Également distribution de tracts pour s’adresser à l’opinion publique sur le parking du Centre commercial d’Illzach-Ile-Napoléon samedi : aussi une manière de prendre le pouls de l’opinion. Peu de critiques et beaucoup plus de soutiens à la grève, nous assurent des militants présents sur le terrain.
Arnaud Anthoine ne s’en cache pas : « Nous devons encore élargir le mouvement ». S’il est satisfait de la présence de la CFDT cette fois-ci, il ne se fait manifestement pas beaucoup d’illusion. « La mobilisation autour de l’âge pivot (départ à 64 ans pour toucher la pleine retraite alors que le départ à l’âge légal de 62 ans coûterait 10% de malus à vie) n’est qu’un thème parmi d’autres. Le plus important est bien la volonté d’instaurer un système à point qui réduira automatiquement le montant des retraites, créera de nouvelles inégalités et instaurera de fait un système par capitalisation quoiqu’en dise le gouvernement ».
… et faire des propositions alternatives
Le secrétaire général de l’UD CGT du Haut-Rhin goûte peu aux campagnes de presse qu’il considère comme orientée et toutes au service du gouvernement. Même s’il considère les critiques à l’égard de la CGT plutôt comme un « hommage du vice à la vertu », il supporte mal d’être présenté comme une organisation rejetant toute réforme.
« Nous devons réformer ce système actuel qui est injuste envers les femmes, les jeunes, les carrières hachées qui deviendront la norme pour les futurs salariés. Mais on peut le faire dans le cadre actuel du système de retraite par répartition. Et sans pour autant liquider les régimes particuliers de la fonction publique ou des cheminots par exemple ».

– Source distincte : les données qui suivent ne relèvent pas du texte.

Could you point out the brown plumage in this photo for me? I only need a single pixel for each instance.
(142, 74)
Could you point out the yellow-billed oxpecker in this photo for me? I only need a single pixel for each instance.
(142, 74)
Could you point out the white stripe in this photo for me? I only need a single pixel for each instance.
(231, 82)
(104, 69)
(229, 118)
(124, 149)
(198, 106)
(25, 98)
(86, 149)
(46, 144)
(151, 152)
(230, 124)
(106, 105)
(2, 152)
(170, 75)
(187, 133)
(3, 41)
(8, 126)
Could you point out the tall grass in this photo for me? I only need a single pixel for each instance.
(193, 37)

« Nous réclamons le départ de l’âge de la retraite à 60 ans à taux plein car nous savons que c’est un besoin et que c’est finançable. Rien que l’alignement des salaires des femmes sur celui des hommes rapporterait 8 milliards. La taxation des transactions financières dégagerait également des ressources pour assurer l’avenir de la retraite ».
Arnaud Anthoine sera à la tête de la manifestation interprofessionnelle et unitaire dans les rues de Mulhouse. Il sait que si les manifestations nationales sont réussies, le gouvernement devra bien en tenir compte. Mais il se prépare déjà à de nouvelles mobilisations qui devront se multiplier pour atteindre l’objectif avoué de la CGT : le retrait de cette réforme et la mise en chantier de la réforme du système actuel, pour en gommer les imperfections et poser la revendication du retour de la retraite à 60 ans.